Ya, gadis yang sejak lama mendiami hatinya ini pernah menceritakan bahwa ambunya tak lagi mencurahkan kasih sayang kepada Dela karena seorang lelaki yang dia nikahi saat Dela berumur tujuh tahun.
Dela merasa kehilangan figur orang tua sebab sang Ambu lebih banyak menghabiskan waktunya bersama suami barunya. Itu cerita singkat yang Dela bagikan pada Ilham dulu.
Ilham tak kan pernah lupa itu. Sebab sejak saat itu, selain karena amanah sang nenek, Ilham bertekad untuk menjaga Dela dan menemaninya dalam suka maupun duka, mengantikan kasih sayang yang gagal dia dapatkan dari ambunya.
Terbersit dalam benak Ilham untuk mengajak Dela pulang kampung.
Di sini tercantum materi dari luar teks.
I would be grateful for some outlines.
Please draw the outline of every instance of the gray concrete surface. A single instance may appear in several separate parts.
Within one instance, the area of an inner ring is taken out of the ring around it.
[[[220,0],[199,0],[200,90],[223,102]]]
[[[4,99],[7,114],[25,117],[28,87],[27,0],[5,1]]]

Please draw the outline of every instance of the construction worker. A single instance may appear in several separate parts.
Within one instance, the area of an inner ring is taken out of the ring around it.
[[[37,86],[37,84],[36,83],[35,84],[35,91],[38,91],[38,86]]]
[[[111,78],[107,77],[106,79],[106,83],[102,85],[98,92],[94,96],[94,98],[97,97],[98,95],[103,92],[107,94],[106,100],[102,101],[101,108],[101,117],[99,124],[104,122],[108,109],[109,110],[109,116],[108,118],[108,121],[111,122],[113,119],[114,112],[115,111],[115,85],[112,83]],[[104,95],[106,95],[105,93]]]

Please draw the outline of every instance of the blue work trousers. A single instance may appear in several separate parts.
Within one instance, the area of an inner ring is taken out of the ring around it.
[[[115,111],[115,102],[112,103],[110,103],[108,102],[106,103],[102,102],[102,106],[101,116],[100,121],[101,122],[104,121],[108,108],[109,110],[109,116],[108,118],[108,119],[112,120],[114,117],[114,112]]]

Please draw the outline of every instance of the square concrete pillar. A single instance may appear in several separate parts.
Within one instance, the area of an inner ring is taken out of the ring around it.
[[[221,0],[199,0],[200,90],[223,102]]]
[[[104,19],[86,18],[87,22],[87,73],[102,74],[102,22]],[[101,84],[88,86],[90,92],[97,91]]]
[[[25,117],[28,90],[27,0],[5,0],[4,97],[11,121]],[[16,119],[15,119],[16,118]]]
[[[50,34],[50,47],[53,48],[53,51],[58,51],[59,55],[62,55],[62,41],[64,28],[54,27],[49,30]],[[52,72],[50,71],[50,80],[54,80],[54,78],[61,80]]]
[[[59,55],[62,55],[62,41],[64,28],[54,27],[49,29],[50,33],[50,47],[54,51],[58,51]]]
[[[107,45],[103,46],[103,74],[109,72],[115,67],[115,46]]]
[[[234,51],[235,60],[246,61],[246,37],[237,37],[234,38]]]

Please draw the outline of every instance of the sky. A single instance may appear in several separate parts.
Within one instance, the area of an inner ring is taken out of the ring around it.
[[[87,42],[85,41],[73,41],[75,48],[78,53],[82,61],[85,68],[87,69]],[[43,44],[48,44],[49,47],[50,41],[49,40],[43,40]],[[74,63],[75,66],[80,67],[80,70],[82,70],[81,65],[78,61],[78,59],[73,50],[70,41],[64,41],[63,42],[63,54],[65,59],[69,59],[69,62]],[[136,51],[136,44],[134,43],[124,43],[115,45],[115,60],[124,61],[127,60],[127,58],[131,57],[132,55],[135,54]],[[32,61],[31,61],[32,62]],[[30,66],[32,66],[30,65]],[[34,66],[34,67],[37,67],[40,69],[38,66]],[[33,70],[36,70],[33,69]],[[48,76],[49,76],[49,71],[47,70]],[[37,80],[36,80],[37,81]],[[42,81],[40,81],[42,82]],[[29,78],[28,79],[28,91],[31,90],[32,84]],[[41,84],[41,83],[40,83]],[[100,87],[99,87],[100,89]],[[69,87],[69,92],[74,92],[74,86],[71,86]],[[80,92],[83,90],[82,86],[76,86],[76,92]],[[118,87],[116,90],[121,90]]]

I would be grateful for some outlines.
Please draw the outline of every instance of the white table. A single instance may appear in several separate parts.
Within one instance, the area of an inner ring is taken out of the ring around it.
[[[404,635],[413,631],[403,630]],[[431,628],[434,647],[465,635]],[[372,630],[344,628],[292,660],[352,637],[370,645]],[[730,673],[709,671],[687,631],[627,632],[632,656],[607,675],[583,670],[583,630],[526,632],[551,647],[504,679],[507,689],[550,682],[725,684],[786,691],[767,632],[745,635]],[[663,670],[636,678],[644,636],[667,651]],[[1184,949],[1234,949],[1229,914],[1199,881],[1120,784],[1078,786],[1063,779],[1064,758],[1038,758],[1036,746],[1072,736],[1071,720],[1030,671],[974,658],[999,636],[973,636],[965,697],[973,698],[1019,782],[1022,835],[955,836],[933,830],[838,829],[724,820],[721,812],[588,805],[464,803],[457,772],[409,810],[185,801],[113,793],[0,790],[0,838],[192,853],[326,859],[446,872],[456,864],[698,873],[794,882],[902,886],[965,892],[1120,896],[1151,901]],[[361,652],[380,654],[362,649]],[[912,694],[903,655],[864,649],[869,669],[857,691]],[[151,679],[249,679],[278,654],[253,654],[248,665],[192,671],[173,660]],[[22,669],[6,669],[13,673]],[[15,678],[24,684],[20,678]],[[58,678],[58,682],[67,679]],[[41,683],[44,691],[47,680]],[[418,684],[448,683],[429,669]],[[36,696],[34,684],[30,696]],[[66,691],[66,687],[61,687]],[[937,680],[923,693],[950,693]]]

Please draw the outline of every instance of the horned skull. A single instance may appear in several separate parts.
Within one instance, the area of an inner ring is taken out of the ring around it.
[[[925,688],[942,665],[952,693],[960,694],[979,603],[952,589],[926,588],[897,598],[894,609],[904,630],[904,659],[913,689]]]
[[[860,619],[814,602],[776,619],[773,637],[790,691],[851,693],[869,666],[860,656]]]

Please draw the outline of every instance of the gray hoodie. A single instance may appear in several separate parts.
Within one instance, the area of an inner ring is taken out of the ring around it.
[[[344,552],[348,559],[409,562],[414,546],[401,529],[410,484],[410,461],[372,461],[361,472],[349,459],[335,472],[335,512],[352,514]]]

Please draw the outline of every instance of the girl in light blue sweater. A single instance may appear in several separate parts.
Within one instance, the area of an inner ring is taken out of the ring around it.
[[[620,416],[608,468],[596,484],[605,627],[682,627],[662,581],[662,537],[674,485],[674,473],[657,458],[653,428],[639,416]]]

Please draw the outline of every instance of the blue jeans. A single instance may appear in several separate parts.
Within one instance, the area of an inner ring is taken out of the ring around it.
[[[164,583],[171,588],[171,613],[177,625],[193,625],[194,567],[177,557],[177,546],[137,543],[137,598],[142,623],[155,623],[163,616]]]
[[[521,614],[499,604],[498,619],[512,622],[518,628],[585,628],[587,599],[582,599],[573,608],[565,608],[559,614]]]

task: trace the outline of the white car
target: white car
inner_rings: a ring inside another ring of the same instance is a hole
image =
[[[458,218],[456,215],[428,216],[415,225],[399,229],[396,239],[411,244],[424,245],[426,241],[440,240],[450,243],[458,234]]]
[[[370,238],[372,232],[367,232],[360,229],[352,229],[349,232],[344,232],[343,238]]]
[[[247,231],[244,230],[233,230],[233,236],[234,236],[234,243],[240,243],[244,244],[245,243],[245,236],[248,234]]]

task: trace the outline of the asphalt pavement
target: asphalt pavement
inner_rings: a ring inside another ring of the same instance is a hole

Ya, masa cutinya masih bersisa empat hari. Menurutnya waktu yang tersisa itu masih lebih dari cukup untuk memperbaiki hubungan ibu dan anak itu.
Ya, mungkin dengan begitu Ilham bisa menaklukkan Dela lahir dan batin.
Sejenak keduanya saling berpandangan. Senyum manis mengembang di bibir sepasang suami istri itu.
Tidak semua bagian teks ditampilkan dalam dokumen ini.